Magpies feel grief and even hold funeral-type gatherings for their fallen friends and lay grass “wreaths” beside their bodies, an animal behaviour expert has claimed.
Dr Bekoff, of the University of Colorado, said these rituals prove that magpies, usually seen as an aggressive predator, also have a compassionate side.
The discovery raises the debate about whether emotions are solely a human trait or whether they can be found in all animals.
Previous studies have suggested that gorillas also mourn their dead while rats have empathy and cats form friendships.
Dr Bekoff said he studied four magpies alongside a magpie corpse and recorded their behaviour.
“One approached the corpse, gently pecked at it, just as an elephant would nose the carcase of another elephant, and stepped back. Another magpie did the same thing, ” he said.
“Next, one of the magpies flew off, brought back some grass and laid it by the corpse. Another magpie did the same. Then all four stood vigil for a few seconds and one by one flew off.”
After publishing an account of the funeral he received emails from people who had seen the same ritual in magpies, ravens and crows.

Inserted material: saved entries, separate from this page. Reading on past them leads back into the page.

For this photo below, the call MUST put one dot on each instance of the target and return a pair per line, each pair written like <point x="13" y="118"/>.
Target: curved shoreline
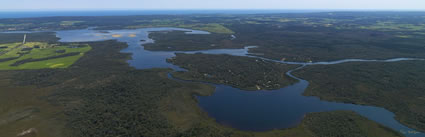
<point x="140" y="57"/>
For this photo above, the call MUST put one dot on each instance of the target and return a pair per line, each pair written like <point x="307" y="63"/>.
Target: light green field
<point x="69" y="23"/>
<point x="45" y="50"/>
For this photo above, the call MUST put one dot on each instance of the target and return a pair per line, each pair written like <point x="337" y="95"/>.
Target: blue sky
<point x="210" y="4"/>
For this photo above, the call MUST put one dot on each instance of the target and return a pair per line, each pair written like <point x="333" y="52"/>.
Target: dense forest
<point x="397" y="86"/>
<point x="241" y="72"/>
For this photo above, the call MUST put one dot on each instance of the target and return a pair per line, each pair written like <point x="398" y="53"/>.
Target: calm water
<point x="245" y="110"/>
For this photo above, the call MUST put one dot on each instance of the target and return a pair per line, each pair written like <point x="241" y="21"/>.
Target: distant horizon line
<point x="70" y="10"/>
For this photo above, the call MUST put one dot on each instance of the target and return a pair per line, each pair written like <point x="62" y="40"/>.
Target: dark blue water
<point x="27" y="14"/>
<point x="245" y="110"/>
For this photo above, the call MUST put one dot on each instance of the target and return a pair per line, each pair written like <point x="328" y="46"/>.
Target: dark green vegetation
<point x="173" y="41"/>
<point x="241" y="72"/>
<point x="397" y="86"/>
<point x="294" y="37"/>
<point x="100" y="95"/>
<point x="349" y="125"/>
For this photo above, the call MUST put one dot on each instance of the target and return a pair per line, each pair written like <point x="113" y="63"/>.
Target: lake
<point x="244" y="110"/>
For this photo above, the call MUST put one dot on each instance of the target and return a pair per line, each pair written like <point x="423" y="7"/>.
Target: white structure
<point x="25" y="37"/>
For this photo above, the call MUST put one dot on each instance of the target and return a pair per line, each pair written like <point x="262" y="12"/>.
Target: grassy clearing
<point x="69" y="23"/>
<point x="43" y="54"/>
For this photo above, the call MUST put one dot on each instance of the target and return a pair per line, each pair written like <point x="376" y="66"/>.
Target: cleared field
<point x="38" y="55"/>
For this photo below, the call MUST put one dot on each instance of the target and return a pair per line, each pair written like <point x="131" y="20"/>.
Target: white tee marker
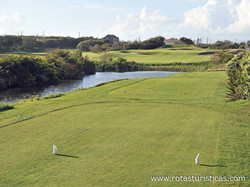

“We can’t know what they were actually thinking or feeling, but reading their action there’s no reason not to believe these birds were saying a magpie farewell to their friend,” he wrote in the journal Emotion, Space and Society.
Those who see emotions in animals have been accused of anthropomorphism – the attribution of human characteristics to animals.
However, Dr Bekoff said emotions evolved in humans and animals because they improve the chances of survival.
“It’s bad biology to argue against the existence of animal emotions,” he said.